Editorials

Database Disk Usage

I appreciate the comments for addressing performance issues that may be based on systems out of your control as a DBA. Some suggestions rely on tools to identify bottlenecks. Others take advantage of metrics you are already able to gather from SQL Server and performance monitors built into Windows. Sometimes the issues are not with SQL Server, or Windows is not the host operating system…so other techniques become important.

Today I’d like to talk a little bit about how SQL Server specifically uses disk. Many other engines work in a similar fashion, and the concepts may be transferable. The big thing it is important to understand with a database is the way it utilizes disk resources.

The simplest to consider is the transaction log file(s). In general terms the transaction logs are written sequentially. The primary work is added to the tail of the file as data is modified in tables. Little work happens to the head of the file unless a transaction log backup is being executed. This works much more like a typical file system, and disk storage used for basic file access can cooperate nicely with transaction log files.

In contrast, data files are accessed in a random method. If you are simply adding records, yes data may be written to the tail of the table, but a single file supports multiple tables. In fact, a single extent or page may support multiple different tables. This means that when your data is written to or read from the disk, to get to all of the data from the different tables, there is a lot of head movement to get to the correct location. This random access, resulting a LOTS of head movement on the disk, does not cooperate well with other disk consumers that want to read documents or files.

When it comes to a SAN, the desire is to share resources as much as possible to get the best value out of the SAN possible. So, unless you have a massive SAN with lots of cache, or a SAN where your random access load is on SSD, then there can be conflict for the different kinds of utilization. If your database table files are stored on a LUN that is carved out of a set of disk that also have LUNS supporting file access, there can be degradation. If your SAN administrator is not aware of these conflicts, that may be something you will need to pass on in a professional manner.

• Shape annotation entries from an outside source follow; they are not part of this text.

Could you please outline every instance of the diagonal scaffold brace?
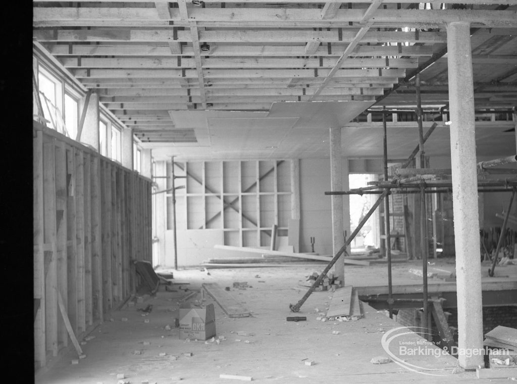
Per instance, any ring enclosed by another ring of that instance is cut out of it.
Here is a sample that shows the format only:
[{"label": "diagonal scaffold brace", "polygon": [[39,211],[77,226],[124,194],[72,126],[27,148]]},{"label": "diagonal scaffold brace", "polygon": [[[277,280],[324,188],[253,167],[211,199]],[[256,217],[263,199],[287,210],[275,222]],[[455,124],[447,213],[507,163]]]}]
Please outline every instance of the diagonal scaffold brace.
[{"label": "diagonal scaffold brace", "polygon": [[362,220],[361,220],[361,222],[357,225],[357,228],[356,228],[354,230],[354,232],[351,234],[350,237],[346,240],[346,241],[345,242],[345,244],[343,246],[339,248],[339,250],[338,250],[336,254],[332,260],[329,262],[328,264],[325,268],[325,269],[323,270],[321,274],[320,275],[320,276],[318,276],[318,278],[314,280],[314,282],[312,284],[312,286],[311,286],[309,289],[309,290],[307,291],[307,292],[303,295],[303,297],[302,297],[296,304],[289,304],[289,308],[291,309],[291,311],[293,312],[298,312],[300,311],[300,308],[303,305],[303,303],[305,303],[306,300],[309,298],[309,297],[311,296],[311,294],[314,291],[314,289],[316,289],[316,287],[320,285],[320,284],[325,277],[325,275],[327,274],[327,272],[330,270],[330,268],[331,268],[332,265],[336,263],[336,262],[338,261],[340,257],[341,257],[345,251],[346,250],[346,247],[348,246],[348,244],[349,244],[352,242],[352,240],[354,240],[354,238],[356,237],[357,233],[359,233],[359,231],[361,230],[361,229],[362,228],[364,224],[366,224],[368,219],[370,218],[370,216],[371,216],[372,214],[375,212],[375,210],[377,209],[377,207],[379,206],[379,204],[381,204],[381,202],[388,193],[389,193],[389,189],[386,188],[384,190],[384,191],[381,194],[378,198],[377,199],[377,201],[372,206],[372,208],[370,209],[370,211],[368,211],[368,213],[366,214],[364,217],[363,218]]}]

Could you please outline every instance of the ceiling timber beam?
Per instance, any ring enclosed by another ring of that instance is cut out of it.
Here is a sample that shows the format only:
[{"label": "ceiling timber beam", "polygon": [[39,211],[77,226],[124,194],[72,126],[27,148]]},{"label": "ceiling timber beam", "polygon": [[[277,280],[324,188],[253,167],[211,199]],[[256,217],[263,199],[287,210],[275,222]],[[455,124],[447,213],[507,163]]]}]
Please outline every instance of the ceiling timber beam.
[{"label": "ceiling timber beam", "polygon": [[[339,57],[347,43],[333,43],[330,47],[316,47],[315,56]],[[319,46],[318,42],[317,46]],[[100,42],[97,45],[77,45],[47,43],[45,46],[53,55],[66,56],[150,56],[153,57],[172,55],[193,56],[192,47],[183,47],[181,53],[171,53],[165,46],[157,45],[110,45]],[[235,46],[218,44],[210,49],[210,57],[219,56],[293,56],[307,55],[306,46]],[[430,45],[381,46],[358,45],[351,56],[431,56],[433,47]]]},{"label": "ceiling timber beam", "polygon": [[[372,4],[375,4],[372,3]],[[171,9],[170,21],[182,22],[178,10]],[[332,18],[333,22],[349,22],[360,23],[364,16],[363,9],[338,9]],[[318,20],[313,9],[307,8],[206,8],[192,9],[189,15],[190,20],[196,22],[239,21],[251,23],[270,23],[269,26],[277,25],[286,26],[306,26],[324,20]],[[447,9],[447,10],[416,10],[416,9],[383,9],[371,12],[370,20],[375,23],[374,26],[414,26],[426,27],[427,26],[444,26],[448,23],[464,21],[470,22],[474,26],[484,27],[515,27],[517,26],[517,11],[490,10],[486,9]],[[156,21],[159,20],[156,9],[148,8],[114,8],[114,7],[81,7],[57,8],[36,7],[34,9],[33,20],[35,26],[38,23],[54,22],[59,25],[60,21],[88,20],[138,20]],[[183,22],[185,23],[185,20]],[[276,23],[276,24],[275,24]],[[262,24],[264,25],[263,24]],[[251,26],[249,24],[249,26]],[[320,26],[322,25],[318,25]],[[201,36],[200,37],[201,38]]]},{"label": "ceiling timber beam", "polygon": [[[517,17],[517,15],[516,15]],[[516,22],[517,23],[517,22]],[[342,30],[312,31],[284,29],[263,31],[200,31],[199,40],[212,42],[258,42],[305,43],[306,41],[320,41],[325,42],[352,42],[356,39],[358,31]],[[189,31],[170,29],[37,29],[33,31],[34,37],[41,42],[163,42],[180,41],[191,42],[192,36]],[[393,41],[419,43],[445,43],[447,35],[445,32],[384,32],[372,31],[364,34],[362,43],[387,43]]]}]

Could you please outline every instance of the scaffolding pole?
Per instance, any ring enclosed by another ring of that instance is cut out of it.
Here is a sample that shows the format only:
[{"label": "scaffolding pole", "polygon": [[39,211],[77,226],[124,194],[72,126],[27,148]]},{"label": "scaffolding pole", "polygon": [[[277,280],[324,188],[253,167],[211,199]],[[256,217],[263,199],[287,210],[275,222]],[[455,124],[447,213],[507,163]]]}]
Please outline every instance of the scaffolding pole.
[{"label": "scaffolding pole", "polygon": [[[383,112],[383,152],[384,160],[384,180],[388,181],[388,133],[386,129],[386,114]],[[393,288],[391,281],[391,237],[389,223],[389,189],[385,189],[386,193],[384,199],[384,249],[386,251],[386,259],[388,260],[388,311],[389,317],[393,318]]]}]

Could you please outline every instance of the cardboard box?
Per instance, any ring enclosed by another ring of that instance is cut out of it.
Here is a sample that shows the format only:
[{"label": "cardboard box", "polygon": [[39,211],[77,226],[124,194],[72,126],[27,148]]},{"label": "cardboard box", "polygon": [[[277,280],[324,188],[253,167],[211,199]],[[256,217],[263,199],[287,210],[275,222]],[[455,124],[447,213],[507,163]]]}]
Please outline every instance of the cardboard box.
[{"label": "cardboard box", "polygon": [[207,340],[216,335],[213,304],[201,307],[185,303],[179,306],[179,338]]}]

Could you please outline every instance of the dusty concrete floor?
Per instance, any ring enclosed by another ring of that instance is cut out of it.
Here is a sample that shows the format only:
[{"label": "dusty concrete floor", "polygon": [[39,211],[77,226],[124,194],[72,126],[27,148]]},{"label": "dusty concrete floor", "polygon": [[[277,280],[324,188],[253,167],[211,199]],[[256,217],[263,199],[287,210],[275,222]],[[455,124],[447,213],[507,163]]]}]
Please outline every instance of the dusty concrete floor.
[{"label": "dusty concrete floor", "polygon": [[[406,275],[404,271],[417,263],[394,264],[394,279],[399,274],[401,277]],[[393,362],[372,364],[372,357],[387,356],[381,338],[399,324],[368,305],[363,307],[364,317],[356,321],[316,321],[315,309],[325,311],[331,297],[328,292],[314,292],[302,306],[297,315],[306,316],[307,321],[286,321],[286,317],[294,315],[288,304],[297,302],[307,291],[298,284],[305,281],[305,276],[321,271],[324,266],[211,270],[209,276],[199,269],[174,271],[174,280],[190,283],[181,287],[191,290],[199,290],[203,283],[217,282],[224,287],[232,287],[234,282],[247,282],[251,288],[232,288],[230,293],[244,303],[252,316],[230,318],[215,304],[217,336],[224,336],[226,340],[219,345],[180,340],[174,318],[177,316],[179,299],[188,292],[161,291],[145,303],[112,312],[108,321],[90,334],[95,338],[82,346],[85,359],[79,364],[71,364],[77,356],[70,350],[51,363],[50,368],[37,373],[36,382],[117,383],[116,375],[122,373],[132,384],[145,380],[158,384],[238,382],[219,378],[221,374],[252,376],[253,381],[262,382],[311,384],[506,382],[506,379],[479,380],[472,372],[454,373],[456,360],[448,356],[408,356],[406,359],[418,367],[437,370],[432,373],[445,377],[411,372]],[[383,265],[347,266],[346,283],[383,285],[385,270]],[[408,278],[411,280],[409,284],[418,282],[416,276]],[[198,294],[189,301],[200,299]],[[206,302],[214,302],[209,297]],[[148,304],[154,305],[153,311],[142,316],[136,308]],[[113,321],[109,321],[110,318]],[[127,321],[123,321],[123,318]],[[145,319],[149,322],[145,322]],[[168,324],[171,330],[165,329]],[[254,335],[238,336],[239,331]],[[333,331],[339,331],[339,334],[333,334]],[[250,343],[245,343],[246,340]],[[422,339],[412,334],[404,340],[415,344]],[[150,344],[144,345],[144,342]],[[141,350],[142,354],[134,355],[135,350]],[[184,356],[188,352],[192,352],[191,357]],[[166,356],[159,356],[161,352]],[[173,356],[177,360],[173,360]],[[306,359],[314,360],[315,365],[306,365]]]}]

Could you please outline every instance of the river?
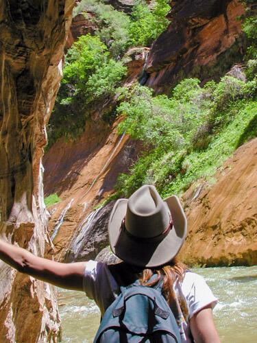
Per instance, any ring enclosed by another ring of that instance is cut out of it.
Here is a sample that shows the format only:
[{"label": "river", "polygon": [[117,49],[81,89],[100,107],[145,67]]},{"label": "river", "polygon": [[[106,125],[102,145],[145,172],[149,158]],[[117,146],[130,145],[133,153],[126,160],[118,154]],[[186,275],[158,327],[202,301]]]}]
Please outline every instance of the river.
[{"label": "river", "polygon": [[[257,266],[193,268],[219,299],[214,318],[223,343],[257,342]],[[58,289],[62,342],[90,343],[99,311],[83,292]]]}]

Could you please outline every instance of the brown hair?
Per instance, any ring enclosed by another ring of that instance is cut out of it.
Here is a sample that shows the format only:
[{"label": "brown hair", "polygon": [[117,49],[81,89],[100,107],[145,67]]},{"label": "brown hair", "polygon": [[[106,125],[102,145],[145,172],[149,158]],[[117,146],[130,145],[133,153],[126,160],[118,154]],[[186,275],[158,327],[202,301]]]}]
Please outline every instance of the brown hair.
[{"label": "brown hair", "polygon": [[[160,281],[163,280],[162,292],[168,303],[171,303],[174,297],[173,285],[175,280],[182,281],[185,276],[188,267],[179,262],[175,257],[168,264],[162,265],[156,268],[144,269],[139,273],[139,281],[143,286],[153,286]],[[151,276],[154,274],[157,274],[156,280],[149,282]]]}]

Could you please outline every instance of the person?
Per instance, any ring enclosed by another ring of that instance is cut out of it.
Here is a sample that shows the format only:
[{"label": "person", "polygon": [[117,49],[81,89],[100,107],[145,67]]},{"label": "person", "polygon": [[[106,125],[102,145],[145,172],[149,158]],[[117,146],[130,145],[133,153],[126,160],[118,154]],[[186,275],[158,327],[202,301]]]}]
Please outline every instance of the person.
[{"label": "person", "polygon": [[[101,316],[121,292],[138,279],[151,286],[163,281],[162,292],[179,325],[182,342],[219,343],[212,309],[217,300],[204,279],[180,263],[177,255],[187,222],[178,198],[162,200],[156,187],[144,185],[129,199],[117,200],[108,223],[108,238],[117,264],[88,261],[62,263],[38,257],[0,240],[0,258],[22,273],[56,286],[84,291]],[[149,283],[153,274],[156,274]]]}]

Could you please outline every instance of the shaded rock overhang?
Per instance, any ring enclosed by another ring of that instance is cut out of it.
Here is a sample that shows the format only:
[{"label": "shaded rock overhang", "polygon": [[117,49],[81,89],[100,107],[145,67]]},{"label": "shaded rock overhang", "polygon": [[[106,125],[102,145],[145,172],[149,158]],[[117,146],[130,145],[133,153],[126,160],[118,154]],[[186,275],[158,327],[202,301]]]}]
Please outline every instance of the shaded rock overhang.
[{"label": "shaded rock overhang", "polygon": [[[43,203],[45,126],[62,78],[75,0],[0,3],[0,232],[44,256],[51,244]],[[56,291],[0,263],[1,342],[56,342]]]}]

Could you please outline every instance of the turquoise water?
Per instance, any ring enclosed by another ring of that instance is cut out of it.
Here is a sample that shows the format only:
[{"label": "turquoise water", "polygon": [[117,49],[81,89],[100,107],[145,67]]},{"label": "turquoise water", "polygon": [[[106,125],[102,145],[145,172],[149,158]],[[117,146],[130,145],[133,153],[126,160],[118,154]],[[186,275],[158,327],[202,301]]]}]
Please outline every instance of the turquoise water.
[{"label": "turquoise water", "polygon": [[[221,342],[256,343],[257,266],[193,271],[205,278],[219,299],[213,315]],[[92,342],[100,320],[95,303],[83,292],[58,288],[58,303],[62,342]]]}]

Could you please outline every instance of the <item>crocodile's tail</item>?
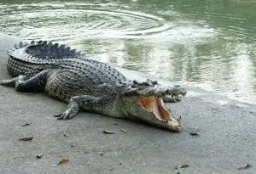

Before you get to concerned be aware that most SANS have methods for performance monitoring as well. In fact, they can probably provide some very detailed statistics on the throughput specific to your system. If your IOPs are up to par, you need to look elsewhere. I once supported a database hosted on a massive SAN consisting of a RAID configuration of 500 individual disks and a huge amount of cache. Even though my system was only a small consumer of the entire SAN, the performance was stellar, primarily due to the cache on the SAN. SAN metrics determined that the majority of my database access was handled primarily through the cache. At the end of the day, the IOPs were higher than those experienced on a smaller dedicated SAN.

Cheers,

Ben